Information, image and representation
Another common thread in the exhibition is the focus on very modern topics: mainly how the digital world is disrupting the way we consume information, see the world and ourselves.
Through his pieces American artist Chris Hood delves into “how we are affected by contemporary digital image culture,” Adams explained. Hood, who applies his broad, swirling brushstrokes to the reverse of the canvases allowing the paint to bleed through, infused his work with references to American counter-culture and social media.
Meanwhile, Theo Ellison’s seductive photography in which he plays on desire and revulsion “forces the viewer to confront the way we perceive and consumer imagery,” according to Adams.
In one of the 27-year-old’s photographs, a naked woman lies in bed upon a deep royal blue sheet, staged in a way reminiscent of the old masters’ paintings.

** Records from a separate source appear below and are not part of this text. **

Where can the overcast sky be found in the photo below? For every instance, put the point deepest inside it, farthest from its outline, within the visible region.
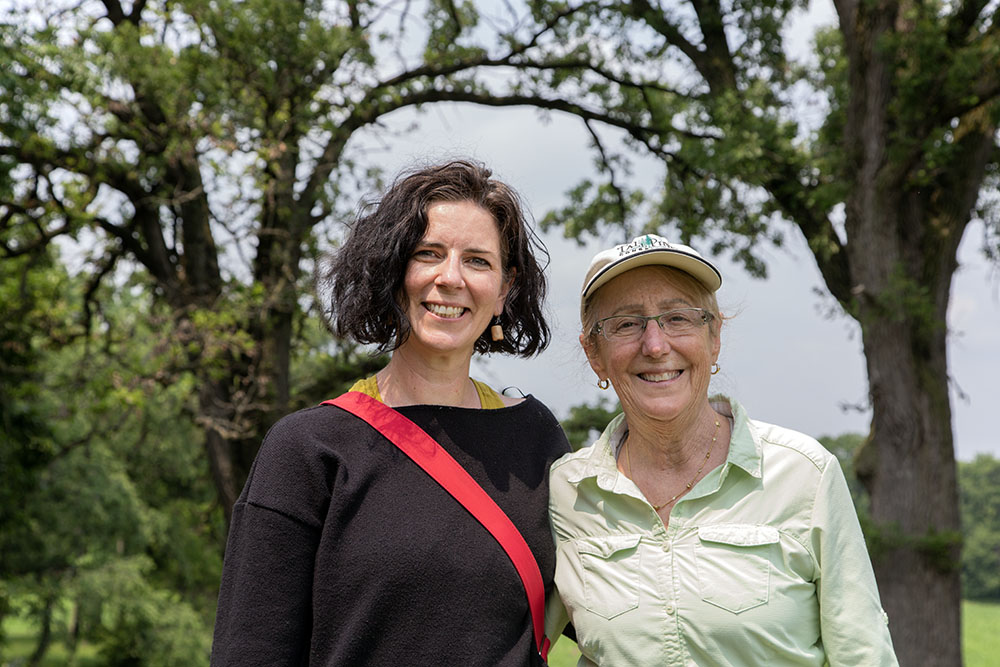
(782, 356)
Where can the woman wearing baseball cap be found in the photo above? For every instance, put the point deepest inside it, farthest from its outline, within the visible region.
(689, 533)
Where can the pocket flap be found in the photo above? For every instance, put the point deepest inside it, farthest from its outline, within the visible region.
(607, 546)
(738, 534)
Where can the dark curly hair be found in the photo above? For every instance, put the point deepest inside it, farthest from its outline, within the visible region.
(364, 278)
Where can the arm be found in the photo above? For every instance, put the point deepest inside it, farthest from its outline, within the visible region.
(266, 598)
(853, 626)
(265, 602)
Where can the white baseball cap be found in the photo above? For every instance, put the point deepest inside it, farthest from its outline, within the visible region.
(647, 250)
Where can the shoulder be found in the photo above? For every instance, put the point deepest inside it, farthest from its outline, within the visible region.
(299, 460)
(799, 447)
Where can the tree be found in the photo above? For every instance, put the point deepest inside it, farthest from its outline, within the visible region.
(586, 422)
(879, 152)
(207, 144)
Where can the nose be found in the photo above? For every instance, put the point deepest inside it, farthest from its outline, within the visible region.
(450, 272)
(655, 342)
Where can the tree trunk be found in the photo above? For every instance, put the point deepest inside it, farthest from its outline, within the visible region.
(44, 633)
(909, 469)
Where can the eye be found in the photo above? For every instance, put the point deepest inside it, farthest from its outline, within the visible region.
(424, 253)
(622, 325)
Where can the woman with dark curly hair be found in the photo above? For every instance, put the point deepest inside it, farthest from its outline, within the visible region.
(343, 551)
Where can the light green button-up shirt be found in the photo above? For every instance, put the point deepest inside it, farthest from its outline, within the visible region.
(763, 561)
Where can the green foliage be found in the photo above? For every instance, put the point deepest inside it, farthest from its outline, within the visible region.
(980, 641)
(137, 623)
(979, 493)
(586, 422)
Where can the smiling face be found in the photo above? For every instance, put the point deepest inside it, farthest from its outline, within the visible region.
(656, 376)
(454, 282)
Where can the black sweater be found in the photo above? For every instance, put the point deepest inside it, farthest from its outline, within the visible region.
(343, 552)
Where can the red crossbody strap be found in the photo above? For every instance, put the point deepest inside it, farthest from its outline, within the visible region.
(446, 471)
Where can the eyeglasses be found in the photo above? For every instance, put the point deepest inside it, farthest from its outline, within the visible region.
(625, 328)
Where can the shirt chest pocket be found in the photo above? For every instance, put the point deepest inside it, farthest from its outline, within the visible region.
(610, 567)
(734, 566)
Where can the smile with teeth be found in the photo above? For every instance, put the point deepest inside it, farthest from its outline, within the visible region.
(660, 377)
(449, 312)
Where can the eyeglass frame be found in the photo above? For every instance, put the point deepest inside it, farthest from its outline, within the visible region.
(706, 317)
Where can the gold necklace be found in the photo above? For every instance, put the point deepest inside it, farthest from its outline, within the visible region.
(708, 455)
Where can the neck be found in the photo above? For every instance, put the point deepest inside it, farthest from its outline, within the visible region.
(677, 443)
(410, 379)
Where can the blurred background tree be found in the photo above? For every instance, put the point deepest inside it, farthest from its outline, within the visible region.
(169, 173)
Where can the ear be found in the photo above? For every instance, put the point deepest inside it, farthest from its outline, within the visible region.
(504, 291)
(716, 344)
(590, 348)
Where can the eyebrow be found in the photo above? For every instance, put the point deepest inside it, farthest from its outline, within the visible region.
(438, 244)
(633, 308)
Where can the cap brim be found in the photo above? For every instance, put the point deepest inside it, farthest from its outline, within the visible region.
(703, 272)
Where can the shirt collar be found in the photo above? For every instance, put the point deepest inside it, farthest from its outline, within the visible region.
(601, 462)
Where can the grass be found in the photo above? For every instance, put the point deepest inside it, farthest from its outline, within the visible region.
(980, 641)
(19, 643)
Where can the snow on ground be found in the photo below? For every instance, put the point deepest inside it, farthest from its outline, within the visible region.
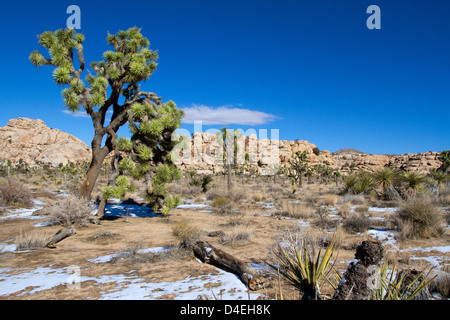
(189, 204)
(23, 213)
(377, 209)
(129, 210)
(129, 286)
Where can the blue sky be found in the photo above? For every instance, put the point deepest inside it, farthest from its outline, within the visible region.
(311, 69)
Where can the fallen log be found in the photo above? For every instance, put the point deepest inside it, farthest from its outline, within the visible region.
(60, 235)
(219, 258)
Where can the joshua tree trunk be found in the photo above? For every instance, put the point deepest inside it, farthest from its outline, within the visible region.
(98, 156)
(229, 177)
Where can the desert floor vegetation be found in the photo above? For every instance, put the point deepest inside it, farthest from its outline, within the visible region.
(253, 221)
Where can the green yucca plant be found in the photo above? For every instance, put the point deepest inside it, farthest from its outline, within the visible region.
(413, 180)
(365, 183)
(303, 269)
(393, 285)
(386, 177)
(350, 183)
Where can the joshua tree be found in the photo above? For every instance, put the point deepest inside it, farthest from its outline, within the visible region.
(147, 155)
(413, 180)
(112, 85)
(229, 141)
(444, 156)
(386, 177)
(298, 166)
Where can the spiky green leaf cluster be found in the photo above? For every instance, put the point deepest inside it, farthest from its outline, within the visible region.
(124, 144)
(122, 187)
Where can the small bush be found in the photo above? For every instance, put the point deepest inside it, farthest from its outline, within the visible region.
(441, 285)
(30, 241)
(344, 209)
(238, 236)
(71, 211)
(419, 218)
(13, 192)
(356, 223)
(186, 234)
(222, 204)
(296, 210)
(330, 199)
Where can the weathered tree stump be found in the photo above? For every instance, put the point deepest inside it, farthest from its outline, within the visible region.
(60, 235)
(219, 258)
(356, 282)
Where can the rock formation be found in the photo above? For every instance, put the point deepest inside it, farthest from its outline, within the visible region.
(32, 141)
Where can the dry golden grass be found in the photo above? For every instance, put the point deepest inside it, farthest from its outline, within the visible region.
(330, 199)
(297, 210)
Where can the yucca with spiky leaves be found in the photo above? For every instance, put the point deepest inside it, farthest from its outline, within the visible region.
(413, 180)
(112, 84)
(394, 284)
(438, 177)
(386, 178)
(144, 157)
(303, 269)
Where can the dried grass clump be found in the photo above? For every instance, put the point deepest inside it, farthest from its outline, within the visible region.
(356, 223)
(330, 199)
(186, 234)
(237, 237)
(418, 217)
(14, 193)
(71, 210)
(31, 241)
(296, 210)
(222, 204)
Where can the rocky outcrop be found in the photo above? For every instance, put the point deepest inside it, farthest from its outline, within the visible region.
(421, 162)
(32, 141)
(203, 153)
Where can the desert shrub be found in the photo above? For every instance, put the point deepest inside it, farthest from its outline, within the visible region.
(181, 188)
(344, 209)
(258, 196)
(71, 210)
(296, 210)
(238, 236)
(303, 263)
(330, 199)
(441, 285)
(30, 241)
(13, 192)
(222, 204)
(353, 199)
(356, 223)
(419, 218)
(186, 233)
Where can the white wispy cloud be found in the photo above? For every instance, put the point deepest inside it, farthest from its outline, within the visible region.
(78, 114)
(225, 115)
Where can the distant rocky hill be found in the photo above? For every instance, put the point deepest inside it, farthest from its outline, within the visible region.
(32, 140)
(347, 151)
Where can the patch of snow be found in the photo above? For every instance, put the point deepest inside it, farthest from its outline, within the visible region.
(7, 247)
(129, 210)
(377, 209)
(386, 236)
(443, 249)
(45, 224)
(193, 206)
(106, 258)
(21, 213)
(129, 286)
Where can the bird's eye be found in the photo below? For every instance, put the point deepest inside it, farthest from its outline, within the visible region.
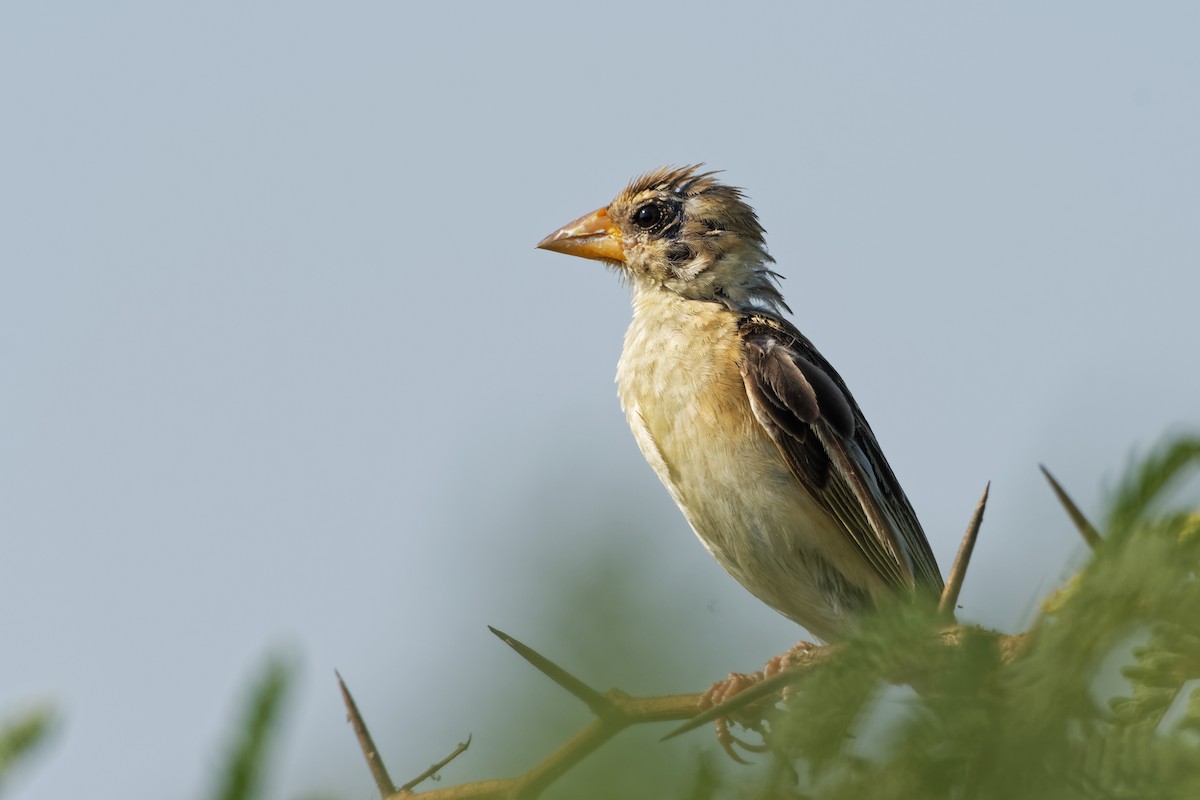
(648, 216)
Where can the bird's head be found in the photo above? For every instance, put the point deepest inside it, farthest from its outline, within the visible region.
(678, 229)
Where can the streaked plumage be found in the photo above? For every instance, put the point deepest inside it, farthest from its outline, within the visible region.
(751, 431)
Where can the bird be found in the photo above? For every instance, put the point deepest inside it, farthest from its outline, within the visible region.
(748, 426)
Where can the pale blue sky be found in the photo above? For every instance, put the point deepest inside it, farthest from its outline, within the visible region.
(280, 362)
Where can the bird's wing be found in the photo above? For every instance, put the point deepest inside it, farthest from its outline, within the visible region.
(808, 411)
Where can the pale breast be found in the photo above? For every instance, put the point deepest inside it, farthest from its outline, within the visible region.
(683, 394)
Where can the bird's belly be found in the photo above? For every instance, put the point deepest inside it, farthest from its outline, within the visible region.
(694, 423)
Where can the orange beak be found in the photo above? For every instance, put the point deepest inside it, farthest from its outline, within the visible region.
(593, 235)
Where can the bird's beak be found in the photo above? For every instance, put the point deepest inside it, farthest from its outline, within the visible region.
(593, 235)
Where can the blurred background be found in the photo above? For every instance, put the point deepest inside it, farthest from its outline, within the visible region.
(281, 368)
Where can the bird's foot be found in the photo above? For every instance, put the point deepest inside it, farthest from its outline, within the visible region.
(751, 716)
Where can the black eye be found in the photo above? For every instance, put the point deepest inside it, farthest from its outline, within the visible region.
(648, 216)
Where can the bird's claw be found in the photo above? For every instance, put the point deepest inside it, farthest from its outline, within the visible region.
(750, 717)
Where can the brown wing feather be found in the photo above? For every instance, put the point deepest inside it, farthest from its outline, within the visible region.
(807, 409)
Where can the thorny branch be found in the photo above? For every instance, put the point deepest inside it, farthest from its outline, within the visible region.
(616, 710)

Her genitalia, however, is obscured by a large lobster.
Elsewhere, Alida Cervantes’ work - created using paint and collaged photos of dolls - explores and reimagines the power relations across race, class and gender, while paintings from the late Tamuna Sirbildaze tackle how the human body, particularly the female form, is represented in contemporary society.
“Her figures are distinctly unromanticised, showing female bodily functions and sexual acts in a highly raw and unflinching way that goes against conventional notions of femininity,” stressed Adams.
The curator described the large, colourful paintings from the Georgian painter - who died in 2016 at the age 45 - as “quite punk, and unreserved emotionally.”
“They feel fresh and should be celebrated,” he concluded.